Dans le marché naissant de l’assurance santé complémentaire, concilier les « invariants éthiques » et s’adapter à la concurrence devient un enjeu commun à tousles acteurs intervenant sur ce marché. L’article de Philippe Abecassis et Nathalie Coutinet s’intéresse, dans cet esprit, aux rapports de force qui sous-tendent la mise en marché à travers l’étude des différents dispositifs de régulation mis en place depuis 2004 (plateformes de conventionnement sélectif, contrats responsables, généralisation de la complémentaire d’entreprise, 100 % santé). Ainsi, les plate- formes de conventionnement sélectif constituent une tentative réussie, de la part des assureurs, de prendre un pouvoir de régulation même si chaque famille d’assureur y trouve un intérêt propre. Cette initiative est validée par le législateur (loi Le Roux). Mais le pouvoir de régulation du secteur ainsi acquis est suivi d’un contrecoup de la part de l’État, qui récupère une partie de ce pouvoir en élaborant deux dispositifs, les contrats responsables et le 100 % santé (reste à charge zéro). Ce jeu politique de coconstruction de la protection sociale complémentaire témoigne d’une cohérence et entraîne une conséquence. La cohérence, de nature dialectique, révèle que le paradigme libéral constitue le fondement de tous les dispositifs mis en place depuis le début des années 2000. Le rôle des mutuelles ne s’en distingue pas : leur caractère subversif historique semble bien avoir été anéanti. La conséquence concerne les bénéficiaires qui, instrumentalisés par les acteurs du marché, subissent de nouvelles inégalités, dont les conséquences sont encore mal évaluées.

Ces inégalités de financement et d’accès aux soins sont d’ores et déjà perceptibles et seront certainement encore amplifiées en raison de la crise sanitaire due au Covid-19. Celle-ci a également mis en évidence l’affaiblissement, voire la destruction de l’hôpital public, dont le paradigme de marché est largement responsable. Elle va aussi conduire à questionner l’organisation des systèmes de soins et de protection sociale. Ces systèmes, organisés depuis plusieurs décennies autour d’une logique libérale, gagneraient en efficacité et en justice sociale à reposer plus largement sur des principes éthiques non marchands. Les « invariants éthiques et fonctionnels » sur lesquels reposent les mutuelles, leurs capacités d’innovation et leur pouvoir politique, dont le présent dossier montre l’étendue et les limites, plaident, dans ces conditions, pour qu’elles ne ratent pas ce moment essentiel. Pour ce faire, elles doivent retrouver ce que le paradigme de marché leur a ôté : une affirmation de leurs valeurs, la proximité avec les bénéficiaires et une dimension subversive.

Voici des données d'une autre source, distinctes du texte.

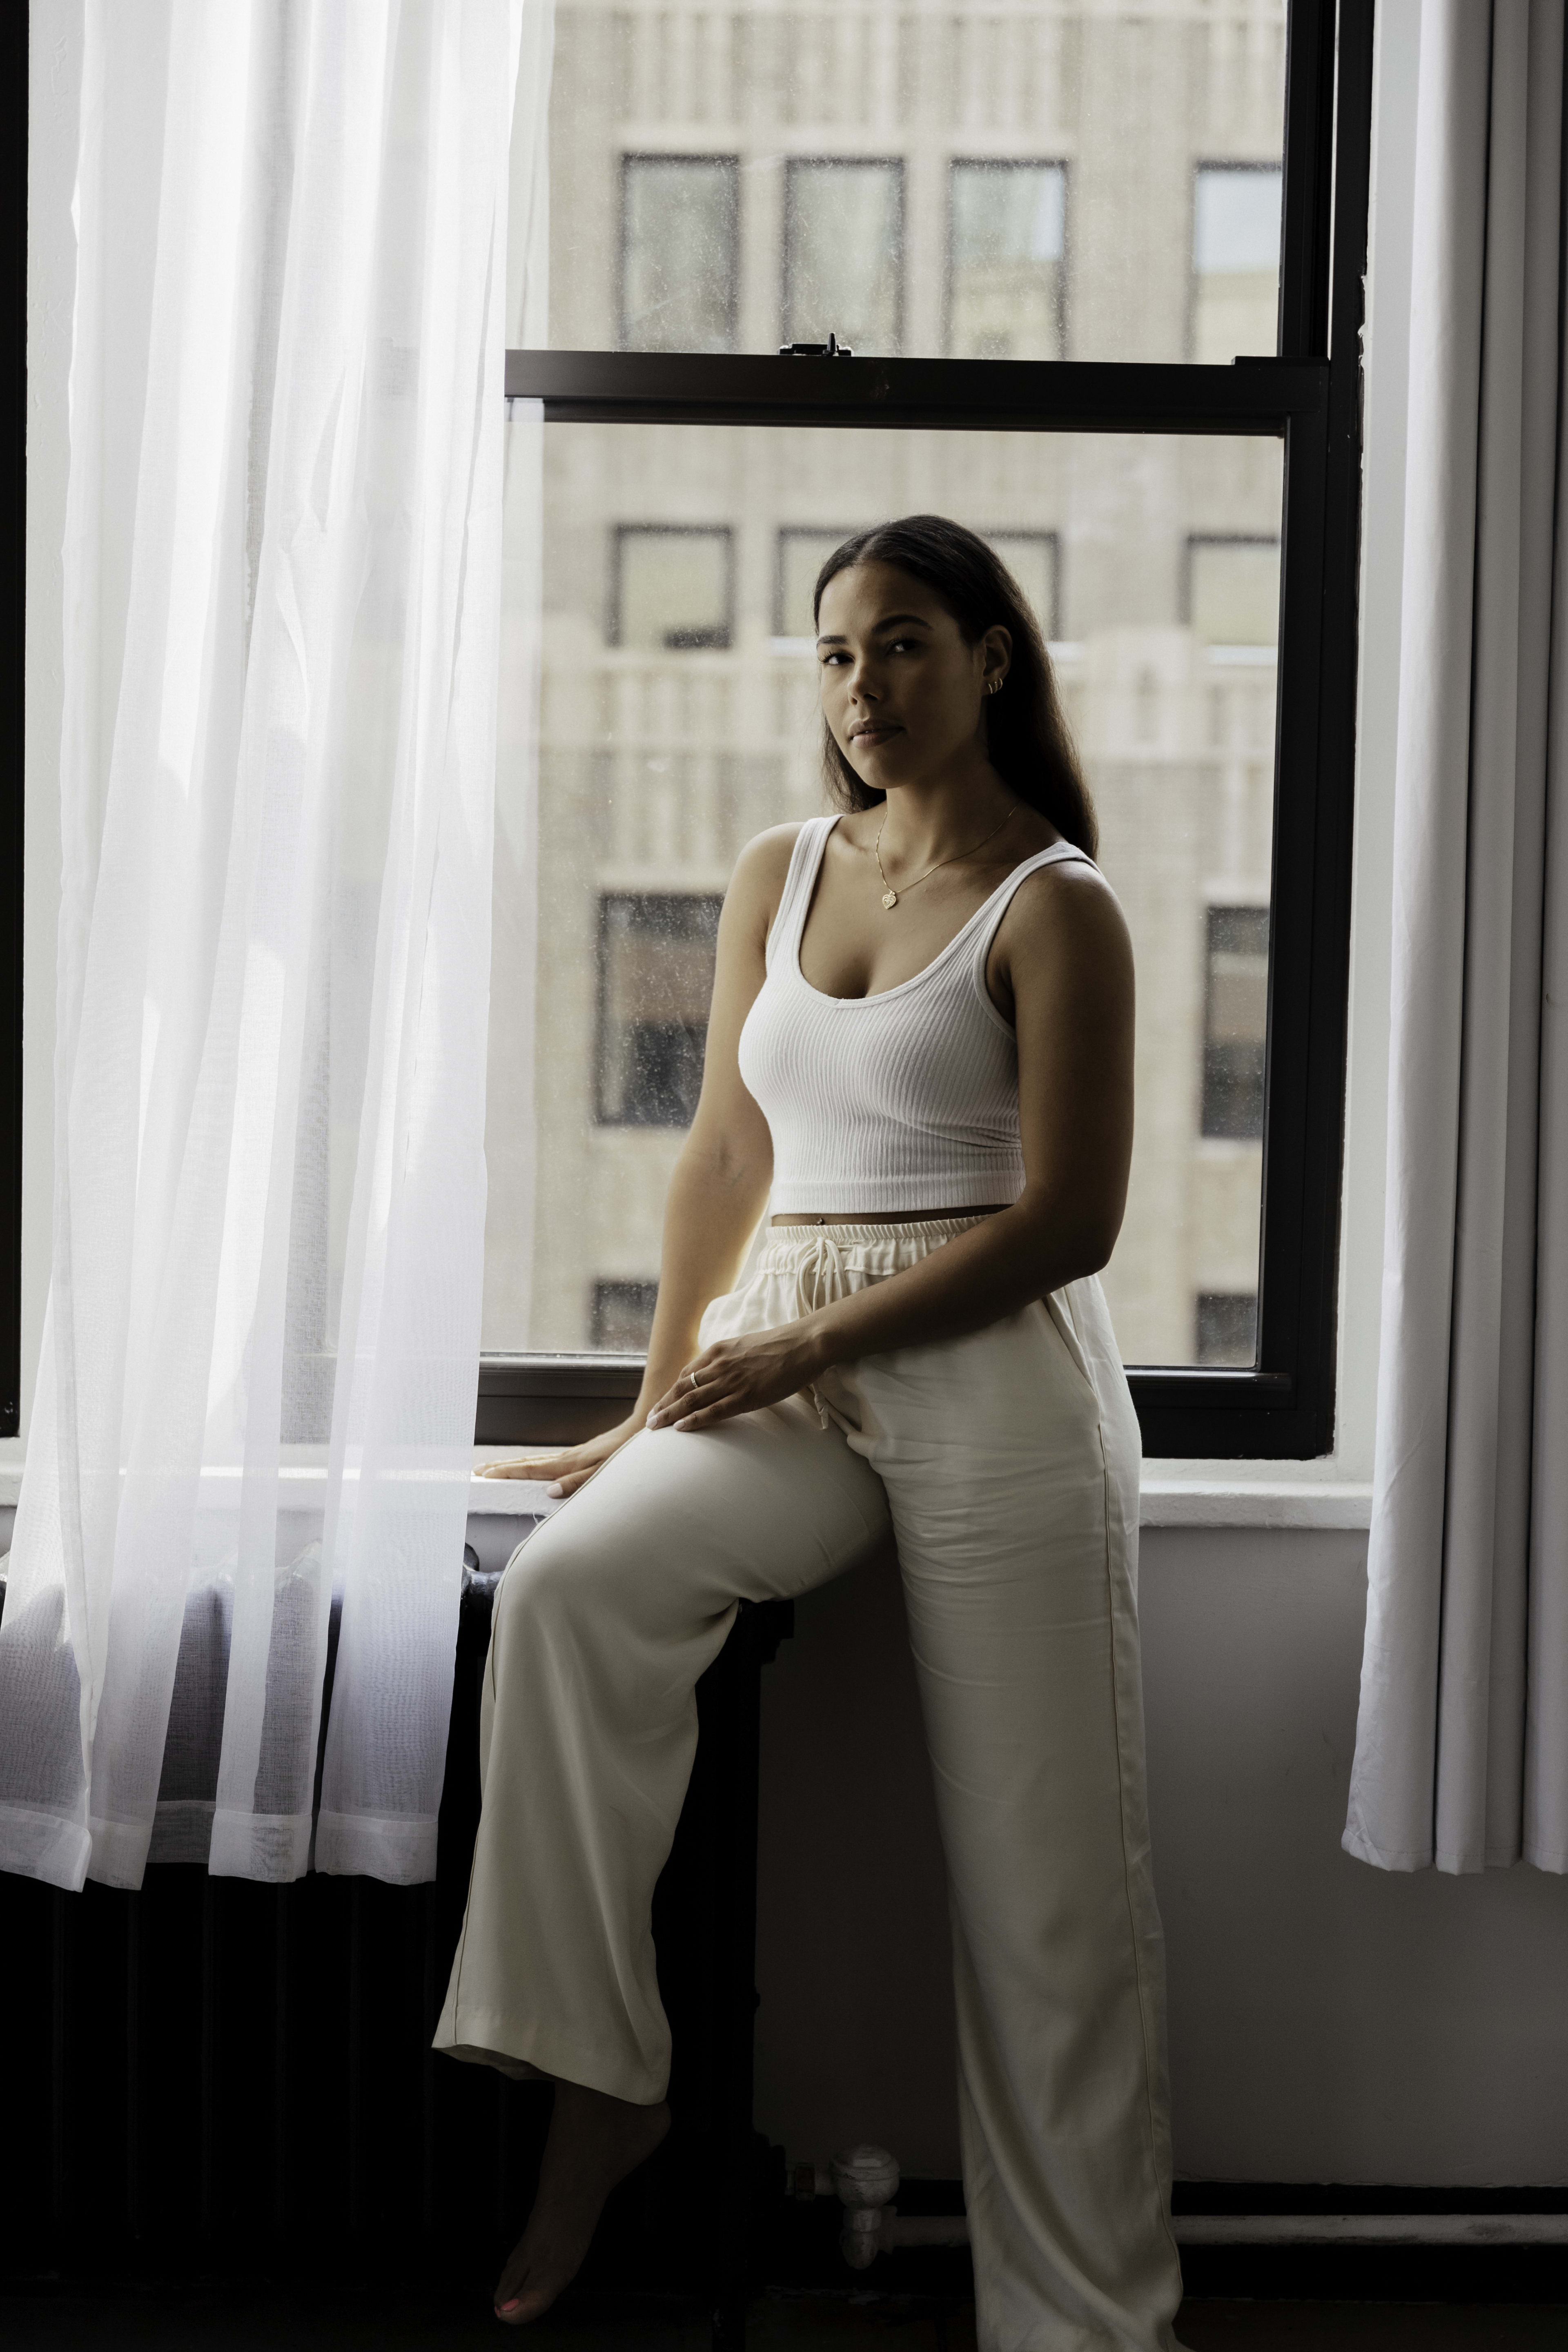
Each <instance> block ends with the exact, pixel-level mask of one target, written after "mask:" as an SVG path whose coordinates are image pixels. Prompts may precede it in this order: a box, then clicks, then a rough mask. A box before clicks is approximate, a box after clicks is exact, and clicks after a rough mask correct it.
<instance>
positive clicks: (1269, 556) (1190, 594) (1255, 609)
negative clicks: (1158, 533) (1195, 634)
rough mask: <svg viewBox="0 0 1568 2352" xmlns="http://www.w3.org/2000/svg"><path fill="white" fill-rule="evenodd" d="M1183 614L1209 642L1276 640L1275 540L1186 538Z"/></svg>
mask: <svg viewBox="0 0 1568 2352" xmlns="http://www.w3.org/2000/svg"><path fill="white" fill-rule="evenodd" d="M1185 602H1187V619H1190V621H1192V628H1194V630H1197V635H1199V637H1204V640H1206V642H1208V644H1267V647H1272V644H1274V637H1276V630H1279V541H1276V539H1190V541H1187V597H1185Z"/></svg>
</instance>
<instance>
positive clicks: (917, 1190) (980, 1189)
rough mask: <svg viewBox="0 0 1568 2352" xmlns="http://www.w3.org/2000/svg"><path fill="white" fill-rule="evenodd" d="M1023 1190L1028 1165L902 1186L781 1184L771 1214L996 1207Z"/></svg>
mask: <svg viewBox="0 0 1568 2352" xmlns="http://www.w3.org/2000/svg"><path fill="white" fill-rule="evenodd" d="M1020 1192H1023V1169H1020V1167H1018V1162H1016V1160H1011V1162H1009V1164H1006V1167H1004V1164H997V1167H992V1169H976V1171H973V1174H971V1176H945V1178H936V1176H922V1178H905V1181H903V1183H898V1185H889V1183H879V1181H875V1178H860V1181H856V1178H842V1181H839V1183H830V1185H820V1183H778V1185H773V1192H771V1197H769V1216H844V1214H849V1211H851V1209H877V1211H879V1214H884V1216H931V1211H933V1209H994V1207H997V1204H1004V1207H1006V1204H1009V1202H1013V1200H1018V1195H1020Z"/></svg>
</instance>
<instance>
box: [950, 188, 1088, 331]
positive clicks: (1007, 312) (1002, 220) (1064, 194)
mask: <svg viewBox="0 0 1568 2352" xmlns="http://www.w3.org/2000/svg"><path fill="white" fill-rule="evenodd" d="M950 205H952V287H950V294H947V348H950V353H952V355H954V360H1060V355H1063V332H1060V329H1063V226H1065V214H1067V167H1065V165H1060V162H1044V165H1039V162H954V167H952V188H950Z"/></svg>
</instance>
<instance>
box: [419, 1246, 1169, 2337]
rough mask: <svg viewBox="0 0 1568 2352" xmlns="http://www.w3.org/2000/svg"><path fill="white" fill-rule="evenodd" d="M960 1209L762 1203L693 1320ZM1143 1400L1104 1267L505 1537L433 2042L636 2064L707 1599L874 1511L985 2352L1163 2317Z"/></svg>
mask: <svg viewBox="0 0 1568 2352" xmlns="http://www.w3.org/2000/svg"><path fill="white" fill-rule="evenodd" d="M969 1223H973V1218H957V1221H938V1218H922V1221H914V1223H907V1225H832V1228H825V1225H823V1228H802V1225H792V1228H773V1230H771V1235H769V1240H766V1244H764V1249H762V1256H759V1261H757V1265H755V1272H752V1275H750V1279H745V1282H743V1284H741V1289H736V1291H731V1294H726V1296H724V1298H715V1301H712V1305H710V1308H708V1312H705V1317H703V1345H708V1343H710V1341H715V1338H726V1336H736V1334H741V1331H759V1329H769V1327H776V1324H785V1322H792V1319H795V1317H797V1315H799V1312H806V1310H809V1308H813V1305H818V1303H825V1301H827V1298H832V1296H842V1294H844V1291H853V1289H860V1287H863V1284H870V1282H882V1279H886V1277H889V1275H893V1272H898V1270H900V1268H905V1265H912V1263H914V1261H917V1258H922V1256H924V1254H926V1251H929V1249H933V1247H938V1244H940V1242H945V1240H950V1237H952V1235H954V1232H961V1230H964V1228H966V1225H969ZM1138 1458H1140V1446H1138V1421H1135V1416H1133V1404H1131V1397H1128V1388H1126V1378H1124V1374H1121V1362H1119V1357H1117V1345H1114V1338H1112V1329H1110V1317H1107V1312H1105V1301H1103V1296H1100V1284H1098V1282H1093V1279H1091V1282H1074V1284H1072V1287H1070V1289H1067V1291H1060V1294H1056V1296H1053V1298H1048V1301H1044V1303H1037V1305H1030V1308H1025V1310H1023V1312H1018V1315H1011V1317H1009V1319H1006V1322H999V1324H990V1327H987V1329H983V1331H976V1334H971V1336H969V1338H957V1341H943V1343H940V1345H929V1348H900V1350H896V1352H891V1355H877V1357H863V1359H860V1362H856V1364H839V1367H835V1369H832V1371H830V1374H825V1376H823V1381H820V1383H818V1388H816V1392H811V1395H804V1397H792V1399H790V1402H788V1404H780V1406H771V1409H766V1411H759V1414H745V1416H741V1418H738V1421H729V1423H724V1425H719V1428H715V1430H693V1432H682V1430H644V1432H642V1435H639V1437H635V1439H632V1442H630V1444H628V1446H623V1451H621V1454H616V1456H614V1458H611V1461H609V1463H607V1465H604V1470H599V1472H597V1475H595V1477H592V1479H590V1482H588V1484H585V1486H581V1489H578V1491H576V1496H571V1501H569V1503H567V1505H564V1508H562V1510H559V1512H557V1515H555V1517H552V1519H548V1522H545V1524H543V1526H541V1529H538V1531H536V1534H534V1536H531V1538H529V1541H527V1543H524V1545H522V1548H520V1550H517V1552H515V1557H512V1559H510V1564H508V1569H505V1576H503V1578H501V1583H498V1588H496V1611H494V1628H491V1646H489V1665H487V1677H484V1693H482V1717H480V1771H482V1788H484V1811H482V1818H480V1837H477V1846H475V1863H473V1882H470V1891H468V1912H465V1919H463V1933H461V1940H458V1950H456V1959H454V1966H451V1983H449V1990H447V2004H444V2009H442V2018H440V2025H437V2032H435V2049H444V2051H449V2053H451V2056H456V2058H475V2060H482V2063H489V2065H498V2067H503V2070H505V2072H510V2074H531V2072H536V2070H538V2072H543V2074H555V2077H564V2079H567V2082H578V2084H590V2086H592V2089H597V2091H609V2093H611V2096H614V2098H625V2100H637V2103H654V2100H658V2098H663V2093H665V2082H668V2070H670V2030H668V2025H665V2016H663V2009H661V2002H658V1985H656V1973H654V1936H651V1926H649V1910H651V1898H654V1882H656V1879H658V1872H661V1870H663V1863H665V1856H668V1853H670V1842H672V1837H675V1825H677V1818H679V1809H682V1799H684V1792H686V1778H689V1773H691V1759H693V1752H696V1698H693V1684H696V1679H698V1675H701V1672H703V1670H705V1668H708V1665H710V1663H712V1661H715V1656H717V1653H719V1649H722V1646H724V1637H726V1635H729V1628H731V1623H733V1613H736V1602H738V1599H741V1597H745V1599H773V1597H785V1595H797V1592H809V1590H811V1588H813V1585H820V1583H825V1581H827V1578H830V1576H837V1573H839V1571H844V1569H849V1566H853V1564H856V1559H860V1557H863V1555H865V1552H870V1550H872V1548H875V1545H877V1543H882V1541H884V1538H886V1534H889V1529H891V1534H893V1541H896V1545H898V1559H900V1566H903V1585H905V1602H907V1621H910V1642H912V1651H914V1665H917V1675H919V1691H922V1705H924V1722H926V1743H929V1750H931V1766H933V1773H936V1799H938V1816H940V1830H943V1846H945V1856H947V1875H950V1896H952V1950H954V1983H957V2018H959V2129H961V2152H964V2185H966V2201H969V2223H971V2244H973V2263H976V2303H978V2326H980V2352H1088V2347H1112V2345H1114V2347H1119V2352H1166V2347H1168V2345H1171V2343H1173V2338H1171V2317H1173V2312H1175V2305H1178V2300H1180V2267H1178V2256H1175V2246H1173V2239H1171V2230H1168V2220H1166V2213H1168V2173H1171V2159H1168V2126H1166V2077H1164V1985H1161V1938H1159V1915H1157V1910H1154V1889H1152V1882H1150V1832H1147V1816H1145V1773H1143V1698H1140V1677H1138V1609H1135V1557H1138Z"/></svg>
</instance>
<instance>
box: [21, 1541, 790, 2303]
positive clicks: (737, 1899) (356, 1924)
mask: <svg viewBox="0 0 1568 2352" xmlns="http://www.w3.org/2000/svg"><path fill="white" fill-rule="evenodd" d="M494 1585H496V1578H494V1576H480V1573H465V1588H463V1606H461V1632H458V1656H456V1682H454V1705H451V1733H449V1750H447V1785H444V1797H442V1816H440V1863H437V1877H435V1884H430V1886H381V1884H378V1882H374V1879H331V1877H306V1879H299V1882H296V1884H292V1886H259V1884H249V1882H242V1879H212V1877H207V1872H205V1870H200V1867H190V1865H172V1863H167V1865H150V1867H148V1875H146V1884H143V1886H141V1891H139V1893H127V1891H122V1889H108V1886H96V1884H89V1886H87V1889H85V1891H82V1893H80V1896H68V1893H59V1891H54V1889H45V1886H35V1884H33V1882H26V1879H16V1877H7V1875H0V1955H2V1959H0V1964H2V1966H5V1980H7V2013H9V2034H7V2042H9V2049H7V2060H5V2100H2V2107H5V2122H7V2154H9V2159H12V2161H9V2166H7V2171H9V2183H7V2190H9V2192H7V2197H5V2204H2V2218H0V2232H2V2234H0V2263H5V2267H7V2272H9V2274H12V2277H16V2274H38V2272H40V2270H56V2272H66V2274H82V2272H87V2270H115V2272H125V2270H127V2265H132V2267H136V2270H141V2272H143V2274H146V2272H153V2274H195V2272H212V2270H223V2267H228V2265H233V2263H244V2267H247V2272H252V2274H273V2277H301V2274H315V2272H339V2270H341V2265H343V2253H346V2246H355V2249H362V2251H364V2253H367V2256H374V2253H378V2251H386V2249H397V2260H400V2265H402V2270H404V2274H407V2270H409V2267H414V2270H416V2272H418V2274H423V2277H440V2279H449V2281H454V2284H456V2281H465V2284H468V2288H470V2291H475V2288H477V2286H482V2288H489V2284H491V2279H494V2274H496V2270H498V2265H501V2258H503V2256H505V2251H508V2246H510V2244H512V2239H515V2237H517V2230H520V2225H522V2218H524V2213H527V2206H529V2199H531V2192H534V2178H536V2169H538V2152H541V2145H543V2129H545V2122H548V2091H545V2089H541V2086H536V2084H512V2082H505V2079H503V2077H501V2074H496V2072H494V2070H489V2067H475V2065H456V2063H454V2060H449V2058H437V2056H435V2053H433V2051H430V2032H433V2027H435V2018H437V2013H440V2004H442V1997H444V1990H447V1973H449V1964H451V1952H454V1947H456V1936H458V1924H461V1915H463V1898H465V1889H468V1870H470V1858H473V1839H475V1825H477V1816H480V1776H477V1712H480V1675H482V1665H484V1649H487V1642H489V1606H491V1595H494ZM788 1630H790V1606H788V1604H766V1606H748V1604H743V1606H741V1613H738V1618H736V1628H733V1632H731V1637H729V1644H726V1649H724V1653H722V1656H719V1661H717V1663H715V1665H712V1668H710V1672H708V1675H705V1677H703V1682H701V1684H698V1715H701V1738H698V1755H696V1769H693V1778H691V1790H689V1797H686V1809H684V1813H682V1823H679V1832H677V1839H675V1849H672V1853H670V1863H668V1867H665V1872H663V1877H661V1882H658V1893H656V1900H654V1931H656V1943H658V1978H661V1990H663V1997H665V2006H668V2011H670V2025H672V2030H675V2074H672V2082H670V2107H672V2131H670V2138H668V2140H665V2145H663V2147H661V2150H658V2154H656V2157H654V2159H651V2161H649V2164H646V2166H644V2169H642V2171H639V2173H637V2176H635V2178H632V2180H628V2183H625V2185H623V2187H621V2190H618V2192H616V2194H614V2199H611V2204H609V2209H607V2216H604V2225H602V2230H599V2237H597V2241H595V2251H592V2256H590V2260H588V2265H585V2270H583V2281H581V2284H583V2288H585V2291H592V2288H599V2291H604V2288H616V2291H635V2293H679V2296H703V2298H705V2300H708V2303H710V2305H712V2310H715V2331H717V2340H738V2331H741V2326H743V2305H745V2296H748V2291H750V2267H752V2265H750V2249H752V2244H755V2220H757V2216H759V2211H762V2209H764V2204H773V2201H776V2199H778V2197H780V2194H783V2152H776V2150H773V2152H769V2150H766V2147H764V2143H759V2140H757V2136H755V2133H752V2023H755V2006H757V1994H755V1940H757V1715H759V1679H762V1665H764V1663H766V1661H769V1658H771V1656H773V1653H776V1649H778V1639H780V1637H783V1635H785V1632H788Z"/></svg>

Philippe Abecassis et Nathalie Coutinet
CEPN-CNRS UMR 7234, université Sorbonne Paris-Nord


[1] T. Beaubet et L. Pierron, 2018, La Mutualité, Paris, PUF, « Que-sais-je ? », p. 6
[2] Ibid., p. 125.
[3] À l’exception de l’Unocam, composée de représentants de toutes les familles d’assureurs complémentaires en santé, les instances de représentation des autres organismes de protection sociale complémentaire, sociétés d’assurance et institutions de prévoyance, sont professionnelles : leur rôle se limite a priori à la défense de leurs adhérents.
[4] La première de ces directives date de 1973 (73/239/CEE).